I settled into his hug, slipping an arm around his waist, and it was like the most comforting blanket in the world, as I realised why so many women take gay men as really close friends. No threats, no complications, just comfort.

He settled his own head against mine, and we stood watching planes approach the airport, no need for words for at least a quarter of an hour, until he spoke.

“Gem?”

“Umhum?”

“I need to say something. I think you might have misunderstood what I said at Bri’s place”

“Oh. What have I said?”

“Not you. You think I’m gay, don’t you?”

I lifted my head so I could see his face.

“I’m confused now. I think I assumed that ‘gay’ might apply to a man who fancies men, marries one and then divorces him, and fancies my best friend’s man. Men who fancy et cetera men stylee gay”

He chuckled.

“The way those two moon over each other, I think that might end up as ‘husband’ in the very near”

“Really?”

“She’s head over, he’s besotted, and they are bloody well suited. And I think…”

He was blushing suddenly.

“I didn’t get those ear plugs in quickly enough, and then, well, both of them, oh dear. I wonder what the other campers must have thought, when they went to the New forest”

I settled back against him, and he sighed, squeezing my shoulder.

“I’m not gay, Gem. I’m bi. That’s… This is embarrassing as all hell, but I’ve started, so I need to get this bit out. That night, I was a coward. I wanted… If I say something wrong, please understand how I mean it, and why, and I will change the subject. I had to go to the loo”

Oh shit. It had been him on the stairs. I felt my own face burning.

“And?”

“I could hear”

“They were loud”

“Not them”

“Ah. Sorry. I do have my own needs, you know, so if it offends you that I---”

“Shush, Gem. You have no need to apologise. I was the coward, not you”

“Norm, how were you a coward? I’m lost”

“I… I wanted to knock on your door”

Shit.

“You wanted to knock on my door? Why?”

He tilted his head back, eyes screwed shut.

“Typical drunk silliness, Gem. I was going to ask if you needed another hand, or could I offer you something else?”

“Fuck!”

“Er, yeah, basically”

He looked back down at me, trying to smile.

“If I’ve overstepped, I’m sorry, but I have my own stress limits. I’ll leave you alone now, if you want”

The answer was out of my mouth before I could pull it back.

“I don’t want. I mean, I do want, but not for you to let go. You said you didn’t fancy me”

“I didn’t fancy Danny, because I didn’t know him”

“Nobody did, Norm. I couldn’t really let him out to play, could I?”

“I understand. But I am getting to know you, and what I am discovering is… You’re a very deep woman. And I’d really like to… oh shit. That’s almost as bad as the drunk one”

“Sorry?”

“I was about to say something stupid, that would have sounded wrong, and it’s not what I meant”

“Would it have been about plumbing my depths?

“Er, yeah?”

“But you meant ‘get to know me’, didn’t you?”

He nodded sharply, so I moved around and slipped my hands up to wrap around the back of his neck.
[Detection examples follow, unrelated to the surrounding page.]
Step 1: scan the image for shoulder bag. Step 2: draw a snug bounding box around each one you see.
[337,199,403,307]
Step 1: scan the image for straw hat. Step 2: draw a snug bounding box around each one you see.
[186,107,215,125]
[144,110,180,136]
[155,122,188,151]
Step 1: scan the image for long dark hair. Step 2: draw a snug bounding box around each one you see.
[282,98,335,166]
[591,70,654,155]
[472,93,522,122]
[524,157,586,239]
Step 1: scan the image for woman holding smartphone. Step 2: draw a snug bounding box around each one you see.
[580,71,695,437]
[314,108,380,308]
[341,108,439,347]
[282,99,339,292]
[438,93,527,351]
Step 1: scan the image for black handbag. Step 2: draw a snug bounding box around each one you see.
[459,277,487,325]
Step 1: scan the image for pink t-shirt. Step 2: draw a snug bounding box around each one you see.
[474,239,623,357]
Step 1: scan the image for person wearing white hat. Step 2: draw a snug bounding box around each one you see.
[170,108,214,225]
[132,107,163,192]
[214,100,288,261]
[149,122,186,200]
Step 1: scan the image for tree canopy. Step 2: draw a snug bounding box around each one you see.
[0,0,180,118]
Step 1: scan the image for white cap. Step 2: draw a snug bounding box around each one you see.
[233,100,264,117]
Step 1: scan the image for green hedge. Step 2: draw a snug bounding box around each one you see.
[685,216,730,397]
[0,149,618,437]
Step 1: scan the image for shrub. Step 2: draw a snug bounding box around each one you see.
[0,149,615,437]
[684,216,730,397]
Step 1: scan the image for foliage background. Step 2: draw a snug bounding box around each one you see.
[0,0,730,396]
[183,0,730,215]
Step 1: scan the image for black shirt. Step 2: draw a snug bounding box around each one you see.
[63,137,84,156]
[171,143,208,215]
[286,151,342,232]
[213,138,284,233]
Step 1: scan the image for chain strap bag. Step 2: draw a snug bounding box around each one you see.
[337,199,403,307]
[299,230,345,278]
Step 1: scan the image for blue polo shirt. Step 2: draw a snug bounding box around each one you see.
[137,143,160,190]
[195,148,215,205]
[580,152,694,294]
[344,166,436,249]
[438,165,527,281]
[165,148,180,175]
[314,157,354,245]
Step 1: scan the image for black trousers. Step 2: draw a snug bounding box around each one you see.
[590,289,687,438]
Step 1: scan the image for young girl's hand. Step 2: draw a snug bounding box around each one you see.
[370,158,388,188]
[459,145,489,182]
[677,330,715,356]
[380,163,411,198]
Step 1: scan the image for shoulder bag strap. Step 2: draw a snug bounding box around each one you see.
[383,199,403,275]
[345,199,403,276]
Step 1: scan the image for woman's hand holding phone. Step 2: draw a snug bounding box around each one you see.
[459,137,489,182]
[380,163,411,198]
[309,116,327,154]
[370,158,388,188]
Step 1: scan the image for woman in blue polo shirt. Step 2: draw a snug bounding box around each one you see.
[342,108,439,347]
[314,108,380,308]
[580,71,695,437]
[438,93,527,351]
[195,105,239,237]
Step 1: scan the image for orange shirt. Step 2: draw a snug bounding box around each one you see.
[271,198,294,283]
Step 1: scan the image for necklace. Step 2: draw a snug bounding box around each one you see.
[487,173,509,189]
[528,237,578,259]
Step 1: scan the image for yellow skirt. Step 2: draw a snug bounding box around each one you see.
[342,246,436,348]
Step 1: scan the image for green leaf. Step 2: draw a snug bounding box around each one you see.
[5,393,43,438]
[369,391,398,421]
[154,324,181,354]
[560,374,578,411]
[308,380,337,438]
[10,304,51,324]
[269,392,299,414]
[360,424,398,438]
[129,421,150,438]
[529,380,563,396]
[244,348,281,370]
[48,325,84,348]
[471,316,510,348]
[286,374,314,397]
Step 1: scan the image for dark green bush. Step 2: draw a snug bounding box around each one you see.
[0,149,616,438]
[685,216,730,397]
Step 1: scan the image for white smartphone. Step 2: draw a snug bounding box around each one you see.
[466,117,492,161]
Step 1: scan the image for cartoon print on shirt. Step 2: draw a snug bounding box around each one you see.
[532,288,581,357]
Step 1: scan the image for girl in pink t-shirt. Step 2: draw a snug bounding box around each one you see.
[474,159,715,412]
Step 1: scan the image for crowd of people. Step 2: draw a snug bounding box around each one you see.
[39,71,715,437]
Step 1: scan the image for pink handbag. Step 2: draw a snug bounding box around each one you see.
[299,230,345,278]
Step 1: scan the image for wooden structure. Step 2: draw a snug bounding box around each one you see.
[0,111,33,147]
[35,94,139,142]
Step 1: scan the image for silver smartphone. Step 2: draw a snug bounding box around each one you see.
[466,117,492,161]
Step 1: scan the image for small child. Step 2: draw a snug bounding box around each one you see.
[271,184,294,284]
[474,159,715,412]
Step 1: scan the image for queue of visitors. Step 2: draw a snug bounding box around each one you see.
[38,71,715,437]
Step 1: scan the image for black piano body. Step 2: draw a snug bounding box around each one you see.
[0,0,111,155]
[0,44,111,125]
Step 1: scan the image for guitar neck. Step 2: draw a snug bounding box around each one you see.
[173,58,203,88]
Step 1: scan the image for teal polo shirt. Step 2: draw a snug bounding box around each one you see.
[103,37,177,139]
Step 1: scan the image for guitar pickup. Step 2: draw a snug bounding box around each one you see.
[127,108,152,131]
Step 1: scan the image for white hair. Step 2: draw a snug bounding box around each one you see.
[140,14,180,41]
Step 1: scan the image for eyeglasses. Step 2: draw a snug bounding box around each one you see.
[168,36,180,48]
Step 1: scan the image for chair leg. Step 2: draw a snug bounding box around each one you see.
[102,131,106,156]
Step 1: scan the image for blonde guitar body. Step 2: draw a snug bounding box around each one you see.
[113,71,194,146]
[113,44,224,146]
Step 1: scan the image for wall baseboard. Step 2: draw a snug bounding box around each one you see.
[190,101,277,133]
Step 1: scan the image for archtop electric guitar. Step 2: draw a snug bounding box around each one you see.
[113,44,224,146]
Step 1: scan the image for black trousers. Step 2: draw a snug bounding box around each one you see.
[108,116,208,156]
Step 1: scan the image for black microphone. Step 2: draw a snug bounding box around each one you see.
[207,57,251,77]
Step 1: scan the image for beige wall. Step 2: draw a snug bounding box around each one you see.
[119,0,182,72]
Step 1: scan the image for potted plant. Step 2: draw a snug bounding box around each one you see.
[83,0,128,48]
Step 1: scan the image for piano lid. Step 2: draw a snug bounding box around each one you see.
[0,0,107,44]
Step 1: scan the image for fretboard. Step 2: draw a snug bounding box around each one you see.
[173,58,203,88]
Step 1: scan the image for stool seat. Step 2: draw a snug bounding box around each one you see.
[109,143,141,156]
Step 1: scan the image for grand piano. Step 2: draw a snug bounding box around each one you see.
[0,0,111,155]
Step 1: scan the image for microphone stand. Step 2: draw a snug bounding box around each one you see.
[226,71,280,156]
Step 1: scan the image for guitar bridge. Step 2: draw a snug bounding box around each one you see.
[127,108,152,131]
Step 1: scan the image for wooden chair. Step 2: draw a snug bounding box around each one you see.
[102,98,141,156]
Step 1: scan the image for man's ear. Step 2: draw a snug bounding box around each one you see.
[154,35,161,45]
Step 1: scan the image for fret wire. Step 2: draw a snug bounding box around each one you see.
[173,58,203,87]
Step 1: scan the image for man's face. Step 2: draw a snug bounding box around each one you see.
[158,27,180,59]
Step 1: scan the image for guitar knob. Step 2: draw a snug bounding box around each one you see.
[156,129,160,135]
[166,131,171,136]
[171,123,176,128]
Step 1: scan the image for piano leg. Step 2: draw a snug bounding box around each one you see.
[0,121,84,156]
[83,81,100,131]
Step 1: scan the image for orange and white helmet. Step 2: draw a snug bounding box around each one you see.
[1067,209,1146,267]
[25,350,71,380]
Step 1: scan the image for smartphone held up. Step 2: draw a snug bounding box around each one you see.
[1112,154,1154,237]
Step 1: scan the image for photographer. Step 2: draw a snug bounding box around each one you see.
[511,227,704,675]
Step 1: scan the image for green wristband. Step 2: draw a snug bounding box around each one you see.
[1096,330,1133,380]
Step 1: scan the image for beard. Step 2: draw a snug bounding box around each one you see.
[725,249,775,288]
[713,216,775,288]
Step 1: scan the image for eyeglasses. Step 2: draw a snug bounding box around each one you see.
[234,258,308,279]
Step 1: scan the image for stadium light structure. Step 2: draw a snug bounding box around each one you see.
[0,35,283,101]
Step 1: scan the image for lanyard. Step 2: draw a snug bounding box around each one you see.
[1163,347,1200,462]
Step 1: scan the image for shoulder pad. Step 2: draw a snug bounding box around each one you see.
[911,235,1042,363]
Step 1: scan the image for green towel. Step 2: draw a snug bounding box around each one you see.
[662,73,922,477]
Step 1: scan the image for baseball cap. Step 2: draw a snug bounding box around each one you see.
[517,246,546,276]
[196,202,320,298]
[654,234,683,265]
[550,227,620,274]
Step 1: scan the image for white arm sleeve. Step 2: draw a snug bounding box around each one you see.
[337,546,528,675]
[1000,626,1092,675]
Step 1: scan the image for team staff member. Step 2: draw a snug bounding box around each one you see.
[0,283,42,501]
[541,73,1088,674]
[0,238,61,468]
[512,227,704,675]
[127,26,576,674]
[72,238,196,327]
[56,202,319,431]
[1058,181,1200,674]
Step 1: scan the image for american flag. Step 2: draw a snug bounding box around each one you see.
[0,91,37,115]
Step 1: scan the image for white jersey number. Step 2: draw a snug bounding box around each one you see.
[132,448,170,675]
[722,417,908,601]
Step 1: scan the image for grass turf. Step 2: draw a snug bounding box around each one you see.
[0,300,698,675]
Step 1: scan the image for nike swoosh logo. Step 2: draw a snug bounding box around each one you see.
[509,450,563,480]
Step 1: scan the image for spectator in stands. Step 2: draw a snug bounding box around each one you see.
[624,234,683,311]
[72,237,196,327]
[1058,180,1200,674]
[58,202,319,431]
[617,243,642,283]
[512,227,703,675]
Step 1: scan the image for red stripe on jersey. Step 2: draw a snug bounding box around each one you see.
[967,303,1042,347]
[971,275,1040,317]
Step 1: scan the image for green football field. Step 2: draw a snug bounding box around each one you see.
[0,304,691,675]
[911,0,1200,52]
“Well, Norm, that would be wonderful”

I felt the nerves hit me, along with the shakes, and he wrapped both arms around me until they quit.

“Sorry, Norm, but I have my own desires and, well, you said you heard. I… I have never, um, had my depths plumbed. If…”

He kissed me, just like that, and it was soft, and it was sweet, and we have never, ever, looked back.

All that work I put into choosing a new surname! We double-barrelled them both, in the end.